Three of Friday's participants ably demonstrated the worthlessness and destructive quality of the first of these uses. By mating the topic in a purely facetious way, they turned the subject and any serious discussion of such into something to be ridiculed, a ploy used by all male or female sexists. This chauvinist treatment of the topic was further shown by some of the actual views expressed-that men want as much sexual freedom as they can get, that women should be in the home, they cook better, that Jobs are not available for women and men should not have to compete with women for work, and even reference to the authors of "The Sexist Society' as girls. These remarks, all made in a facetious tone, supported themes varying from the idea that for human liberation both men and women must have a choice about the roles they take, to the idea that prostitution must be encouraged to give the male sexual freedom, in fact, a wide variation of sexist themes.

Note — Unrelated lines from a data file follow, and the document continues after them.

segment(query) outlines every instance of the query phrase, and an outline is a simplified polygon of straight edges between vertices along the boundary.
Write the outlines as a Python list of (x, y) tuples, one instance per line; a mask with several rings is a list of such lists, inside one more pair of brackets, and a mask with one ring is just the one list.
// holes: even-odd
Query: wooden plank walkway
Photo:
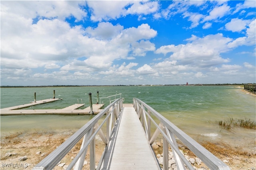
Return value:
[(123, 104), (101, 170), (158, 170), (159, 166), (132, 104)]
[[(45, 101), (44, 100), (42, 101)], [(37, 102), (37, 103), (38, 102)], [(42, 103), (46, 103), (46, 102)], [(89, 112), (90, 111), (90, 107), (87, 107), (84, 109), (78, 109), (79, 108), (84, 106), (84, 104), (75, 104), (61, 109), (31, 109), (24, 110), (18, 109), (22, 106), (28, 106), (28, 105), (32, 104), (35, 103), (29, 103), (26, 105), (23, 105), (20, 106), (14, 106), (2, 109), (0, 110), (0, 114), (1, 115), (90, 115)], [(39, 103), (40, 104), (40, 103)], [(34, 104), (34, 105), (35, 105)], [(22, 108), (28, 107), (23, 107)], [(101, 111), (102, 108), (104, 106), (104, 104), (92, 105), (92, 109), (94, 114), (98, 114)], [(17, 109), (18, 108), (18, 109)]]
[(26, 108), (27, 107), (30, 107), (30, 106), (34, 106), (35, 105), (53, 102), (54, 101), (57, 101), (57, 100), (62, 100), (62, 99), (49, 99), (44, 100), (41, 100), (36, 101), (35, 103), (34, 102), (31, 102), (30, 103), (24, 104), (24, 105), (19, 105), (18, 106), (13, 106), (12, 107), (2, 109), (1, 109), (1, 110), (20, 109), (21, 109)]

Mr H. Stubbs, the first speaker of the affirmative, showed the value of debating as both entertaining and an expression of a serious opinion-that women should be in the street, along with all other adult workers. He argued that society cannot economically survive with only half of its work force working. Women must eventually come out 'onto the street' or into a working situation with men, and that for this to happen, society must be responsible for providing jobs. He pointed out the selfish male attitudes expressed by the negative team, both in protecting their position in society, and in supporting individualist impractical idea the freedom of choice of role.

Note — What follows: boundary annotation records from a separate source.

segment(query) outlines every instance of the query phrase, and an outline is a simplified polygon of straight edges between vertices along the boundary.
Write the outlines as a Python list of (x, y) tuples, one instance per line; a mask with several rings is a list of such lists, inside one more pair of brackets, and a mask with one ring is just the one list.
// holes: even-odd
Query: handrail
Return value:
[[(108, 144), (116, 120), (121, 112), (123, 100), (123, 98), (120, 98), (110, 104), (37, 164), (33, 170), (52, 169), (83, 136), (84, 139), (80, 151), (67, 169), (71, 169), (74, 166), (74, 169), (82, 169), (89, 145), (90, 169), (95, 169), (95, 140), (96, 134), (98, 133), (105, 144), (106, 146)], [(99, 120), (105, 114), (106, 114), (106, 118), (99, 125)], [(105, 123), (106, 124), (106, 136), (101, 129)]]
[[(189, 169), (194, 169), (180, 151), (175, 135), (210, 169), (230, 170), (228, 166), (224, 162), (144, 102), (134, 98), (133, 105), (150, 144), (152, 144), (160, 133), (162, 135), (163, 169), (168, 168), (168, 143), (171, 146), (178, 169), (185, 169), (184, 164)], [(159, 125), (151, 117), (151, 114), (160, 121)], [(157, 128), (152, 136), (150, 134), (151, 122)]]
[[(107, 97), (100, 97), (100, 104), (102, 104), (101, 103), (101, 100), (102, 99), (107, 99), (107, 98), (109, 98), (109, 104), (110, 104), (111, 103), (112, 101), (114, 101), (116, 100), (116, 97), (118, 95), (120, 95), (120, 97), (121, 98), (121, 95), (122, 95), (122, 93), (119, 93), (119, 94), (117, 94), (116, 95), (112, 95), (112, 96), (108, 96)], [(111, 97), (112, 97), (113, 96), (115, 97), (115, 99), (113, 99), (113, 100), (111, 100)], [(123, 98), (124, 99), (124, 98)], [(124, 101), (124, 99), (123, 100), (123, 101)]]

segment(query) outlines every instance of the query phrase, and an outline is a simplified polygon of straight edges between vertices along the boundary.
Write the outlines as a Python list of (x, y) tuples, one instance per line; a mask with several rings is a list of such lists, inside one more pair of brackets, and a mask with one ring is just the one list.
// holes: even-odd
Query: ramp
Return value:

He also made the point that not only is prostitution sexually degrading for a woman, but also economically, because in many cases a large proportion of the money earned goes into the pockets of male capitalist pimps.
It would have appeared from the subject of the debate that the affirmative side would have expressed the more sexist ideas. It is revealing that in fact three of the four men facetiously twisted the topic to chauvinist ends, and that only one used the debate for any useful purpose of serious, yet entertaining discussion.